Durante anos, fiz o que antigamente chamávamos de copidesque para textos de outros. Nada a ver com revisão ortográfica, para a qual não tenho nenhum preparo. Copidescar é, digamos, dar um trato no texto, para que fique mais organizado, em termos de exposição das ideias, seu encadeamento e fluidez, por exemplo.

Sempre com o cuidado de não cair na tentação de fazer sobressair o seu estilo. Nenhum dos textos era bom, mas alguns se sobressaíam por sua ruindade e me davam bastante trabalho para fazer a coisa parar em pé.

Eram, no entanto, esses piores, os mais curiosos e surpreendentes, exatamente por quebrarem o marasmo dos apenas ruins. Muitas vezes, me divertia, xingando o autor. Ocorre que, mais recentemente, houve uma mudança interessante, principalmente nestes textos piores.

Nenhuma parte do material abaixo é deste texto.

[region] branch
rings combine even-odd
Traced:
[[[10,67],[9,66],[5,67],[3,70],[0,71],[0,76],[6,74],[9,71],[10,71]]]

Eles deixaram de ser curiosos por sua absoluta falta de compromisso com padrões de linguagem, e se tornaram apenas ruins, tão ruins como todos os outros ruins. Diante deles, eu não tinha nada para fazer, sem correr o risco de enfiar ali alguma coisa da minha verve.

Fui sincero com meus clientes, dizendo que os textos novos deles estavam corretos e que eu não sentia mais necessidade de interferir. Mostraram-se bem contentes e agradeceram. Claro que eu sabia que eles passaram a se utilizar da inteligência artificial.

Além de indícios evidentes, como um sofisticado uso de ponto e vírgula e travessões, em narrativas de arranjo tão primário, revelou-se também uma característica comum: a mediocridade na forma, que, em geral, tornava desinteressante o conteúdo.

Acho que dá para fazer uma analogia: imagine uma parede no reboco, com suas falhas, irregularidades, espaço por onde se vê um pedaço de tijolo... Sim, é feia, mas é ela, do jeito dela.

Agora, imagine passar nessa parede uma massa corrida, deixando tudo lisinho, naquele branco, opaco, carente de uma tinta. E dar o serviço por terminado.

O que quero dizer é que escrever mal também é um jeito de escrever, e que pode, inclusive, caracterizar um estilo. Não faltam escritores que ficaram milionários escrevendo mal.

São, aliás, os mais difíceis de imitar, talvez pelo recurso de uma radical e ingênua espontaneidade. Serão esses, provavelmente, as maiores vítimas da inteligência artificial, se, movidos pela mesma ingenuidade, julgarem apropriado adotar todos os indicativos dela.

Cheguei a essa conclusão depois de selecionar 99 artigos que escrevi nos últimos dez anos e colocá-los para uma avaliação crítica da IA. Foi fundamental fazer isso com todos os textos de uma vez para descobrir a criação, pela ferramenta, de uma outra persona-escritor.

Não era eu, e sequer estou avaliando se seria melhor ou pior do que eu. Quem sabe, para alguns leitores fosse melhor. Mas significaria a morte da personalidade.

Como morreram as personalidades dos meus queridos clientes, que resolveram terceirizar a redação, por se julgarem desqualificados para escrever. Esqueceram que, pior do que a desqualificação para a redação de um texto, é a absoluta nulidade pessoal imposta a esse mesmo texto.